After following a strict gluten free diet for about ten months now, I still react to some foods which are in principle gluten free like brown rice. The dairy intolerance seems to worsen rather than getting better so I am a bit worried about it because I know that a lot of Celiacs become lactose intolerant for life. I hope I will get over it one day and will be able to enjoy whipped cream or a delicious cup of kefir again. Till then the alternatives, based on e.g. almonds, need to be enough.

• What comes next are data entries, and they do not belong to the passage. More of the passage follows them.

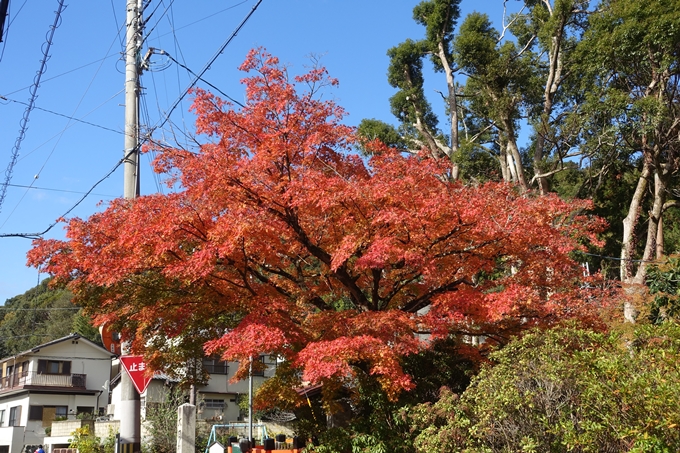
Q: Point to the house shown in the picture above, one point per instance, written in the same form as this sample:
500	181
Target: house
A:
217	401
55	380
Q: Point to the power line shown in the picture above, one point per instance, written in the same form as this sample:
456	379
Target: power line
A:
67	72
163	52
208	65
42	233
62	115
34	94
59	190
41	309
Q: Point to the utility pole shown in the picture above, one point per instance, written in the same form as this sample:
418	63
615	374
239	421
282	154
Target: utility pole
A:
132	70
130	420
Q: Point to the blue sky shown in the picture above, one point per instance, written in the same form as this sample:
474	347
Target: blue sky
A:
62	158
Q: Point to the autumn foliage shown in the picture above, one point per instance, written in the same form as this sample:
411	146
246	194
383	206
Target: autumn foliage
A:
281	240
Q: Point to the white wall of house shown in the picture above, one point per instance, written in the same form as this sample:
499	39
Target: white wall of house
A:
85	358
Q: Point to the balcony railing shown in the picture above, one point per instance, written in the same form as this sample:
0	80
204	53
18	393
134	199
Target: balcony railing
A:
42	380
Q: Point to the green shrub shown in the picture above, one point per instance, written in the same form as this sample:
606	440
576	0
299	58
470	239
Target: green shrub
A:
564	390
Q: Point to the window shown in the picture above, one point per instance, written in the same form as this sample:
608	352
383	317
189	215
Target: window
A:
54	367
35	412
14	416
85	410
215	366
24	369
214	404
260	371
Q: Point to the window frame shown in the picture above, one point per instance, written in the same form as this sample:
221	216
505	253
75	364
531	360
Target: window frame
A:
46	366
14	416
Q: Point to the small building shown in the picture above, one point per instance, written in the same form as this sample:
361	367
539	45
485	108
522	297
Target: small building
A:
53	381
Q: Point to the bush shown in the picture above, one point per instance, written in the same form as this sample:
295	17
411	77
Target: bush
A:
564	390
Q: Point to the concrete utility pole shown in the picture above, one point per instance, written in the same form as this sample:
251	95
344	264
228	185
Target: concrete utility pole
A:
132	70
130	423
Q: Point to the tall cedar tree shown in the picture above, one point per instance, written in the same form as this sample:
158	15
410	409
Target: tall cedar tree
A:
281	241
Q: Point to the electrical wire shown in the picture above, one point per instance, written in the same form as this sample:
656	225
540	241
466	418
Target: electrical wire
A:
60	190
64	116
42	233
34	95
163	52
207	66
2	307
65	73
6	32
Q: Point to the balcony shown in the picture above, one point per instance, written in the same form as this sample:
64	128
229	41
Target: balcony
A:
22	380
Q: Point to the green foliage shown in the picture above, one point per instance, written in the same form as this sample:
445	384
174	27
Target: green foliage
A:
372	129
160	422
373	423
663	280
561	390
40	315
85	441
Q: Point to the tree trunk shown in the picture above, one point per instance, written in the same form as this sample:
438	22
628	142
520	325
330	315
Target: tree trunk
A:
513	151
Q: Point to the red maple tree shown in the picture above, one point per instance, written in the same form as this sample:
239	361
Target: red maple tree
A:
283	241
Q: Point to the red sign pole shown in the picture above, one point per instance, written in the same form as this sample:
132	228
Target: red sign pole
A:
136	368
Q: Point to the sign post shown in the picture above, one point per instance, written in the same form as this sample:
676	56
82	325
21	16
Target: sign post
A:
136	368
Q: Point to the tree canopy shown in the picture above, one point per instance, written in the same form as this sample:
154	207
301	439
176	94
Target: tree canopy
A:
281	240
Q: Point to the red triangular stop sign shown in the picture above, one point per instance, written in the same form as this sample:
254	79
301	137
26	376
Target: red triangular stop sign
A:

A big problem for me is coffee. It makes a huge difference in how I feel. It makes me feel anxious, it makes my heart racing and it causes weight gain. I tried all types of coffee, different brands, also organic brands, but they all mean only trouble for me.
Another change I needed to make was to stop eating ‘bad’ processed foods. Yes, there is a lot of ‘bad’ gluten free processed foods out there that make me feel really sick. I guess you just need to find out which of them aren’t good for you and avoid them.
Organic, pesticide-free vegetables and fruits are definitely tolerated a lot better by my body than their standard equivalents. I educated myself on which vegetables and fruits are usually sprayed less or at all and which ones are ‘dirty’ and needed to be purchased in shops with biological food. Since then, I get a bag full of organic fruits and vegies every week.
Long before my diagnosis with CD I was avoiding refined sugar whenever possible. For a long time now, I am aware that sugar just doesn’t do it for me. Limiting it now is not a burden. I consume it only in ready processed foods that I eat sometimes. Otherwise, I don’t miss it; my taste changed already. Sometimes, even a ripe banana or a date feels too sweet to me.
CD put me on a real emotional roller coaster. 12 months after hearing the diagnosis, I finally started feeling angry. Why me? Why does it have to be so difficult to go out or to travel? First time, I had a good cry because I have CD. First time, GF jokes seem not funny.
To prove me that life isn’t that bad, my partner took me last weekend to Manu, GF restaurant in Arnhem. Let me tell you, I am still angry but the GF brownie isn’t any worse than the non-GF brownies!